Saturday, 3 March 2018

The Boat People


Author: Sharon Bala
Genre: Contemporary Fiction, Canadian
Type: Trade Paperback
Pages: 388
Source: Publisher
Publisher: McClelland and Stewart
First Published:
First Line: "Mahindan was flat on his back when the screaming began, one arm right-angled over his eyes."

Book Description from GoodReads: In the tradition of Lawrence Hill's The Illegal, Chris Cleave's Little Bee, and Khaled Hosseini's The Kite Runner, and inspired by real incident, The Boat People is an extraordinary novel about a group of refugees who survive a perilous ocean voyage to reach Canada - only to face the threat of deportation and accusations of terrorism in their new land.
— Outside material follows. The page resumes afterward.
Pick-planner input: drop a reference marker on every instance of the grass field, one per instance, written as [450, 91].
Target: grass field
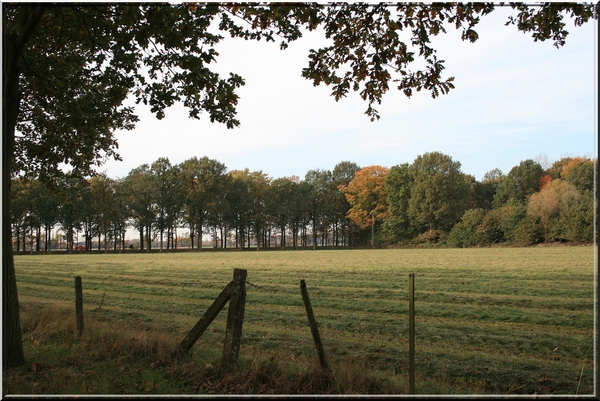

When the rusty cargo ship carrying Mahindan and five hundred fellow refugees from Sri Lanka's bloody civil war reaches Canadian shores, the young father believes he and his six-year-old son can finally begin a new life. Instead, the group is thrown into prison, with government officials and news headlines speculating that hidden among the "boat people" are members of a terrorist organization infamous for their suicide attacks. As suspicion swirls and interrogation mounts, Mahindan fears the desperate actions he took to survive and escape Sri Lanka now jeopardize his and his son's chances for asylum.
Told through the alternating perspectives of Mahindan; his lawyer, Priya, a second-generation Sri Lankan-Canadian who reluctantly represents the refugees; and Grace, a third-generation Japanese-Canadian adjudicator who must decide Mahindan's fate, The Boat People is a spellbinding and timely novel that provokes a deeply compassionate lens through which to view the current refugee crisis.


My Rating: 3 stars

My Review: The Boat People is a timely book that focuses on an important issue - the refugee crisis. It is based on a real-life incident that occurred in 2010 off the coast of British Columbia when a cargo ship of 500 Sri Lankan refugees were seeking asylum in Canada.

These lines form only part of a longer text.